Dragan Punišić

Personal information
- Date of birth: 1 March 1966 (age 60)
- Place of birth: Belgrade, SFR Yugoslavia
- Height: 1.79 m (5 ft 10 in)
- Position: Midfielder

Senior career*
- Years: Team / Apps / (Gls)
- 1985–1987: Radnički Pirot
- 1987–1988: Red Star Belgrade / 11 / (1)
- 1988–1990: Vojvodina / 51 / (5)
- 1990–1991: Rijeka / 31 / (6)
- 1991–1993: Castellón / 61 / (10)
- 1993–1995: Beira-Mar / 56 / (10)
- 1995–1998: Farense / 51 / (8)
- Total:  / 261 / (40)

= Dragan Punišić =

Serbian footballer

Dragan Punišić (Serbian Cyrillic: Драган Пунишић; born 1 March 1966) is a Serbian former professional footballer who played as a midfielder.

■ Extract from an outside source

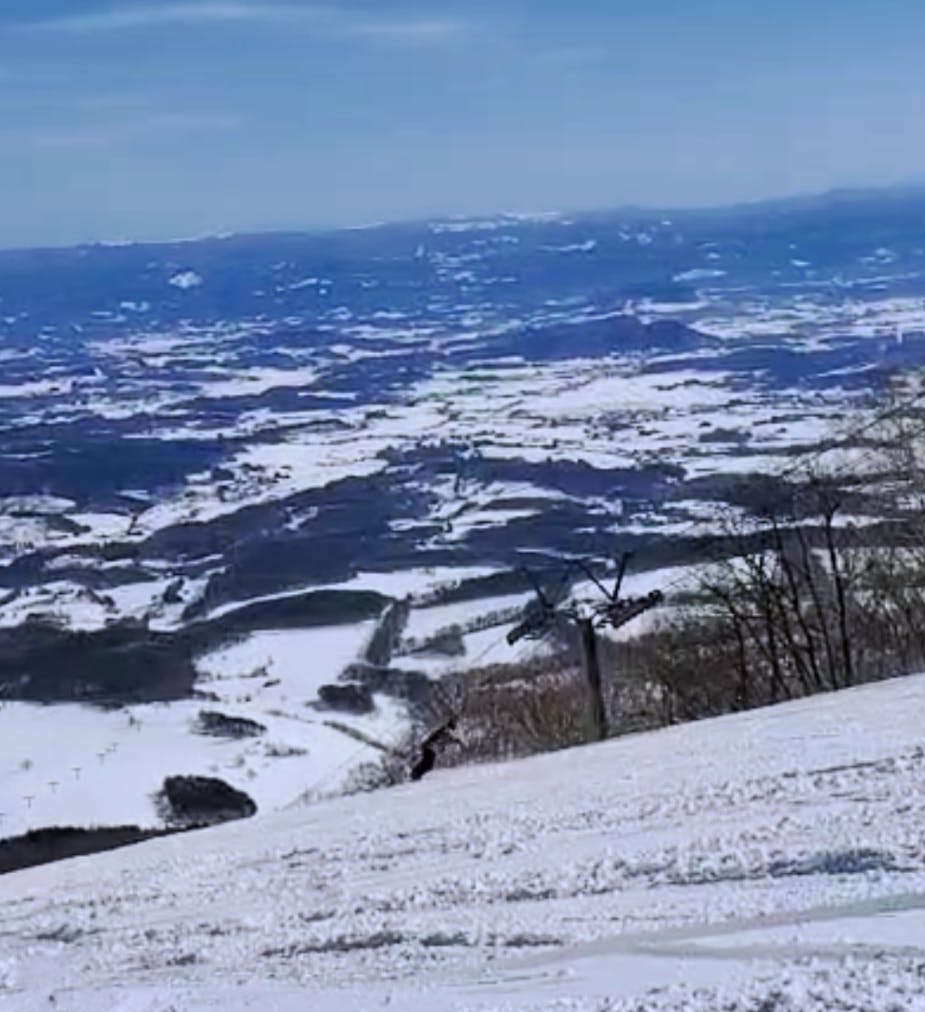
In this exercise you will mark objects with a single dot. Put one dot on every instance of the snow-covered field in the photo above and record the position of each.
(72, 765)
(770, 860)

Born in Belgrade, Punišić began his career in the Yugoslav First League with Red Star Belgrade. In 1991, he moved from Rijeka to Castellón.

He later had spells with Beira-Mar and Farense in the Portuguese Liga.

He won the 1987–88 Yugoslav First League with Red Star Belgrade and the 1988–89 Yugoslav First League with FK Vojvodina.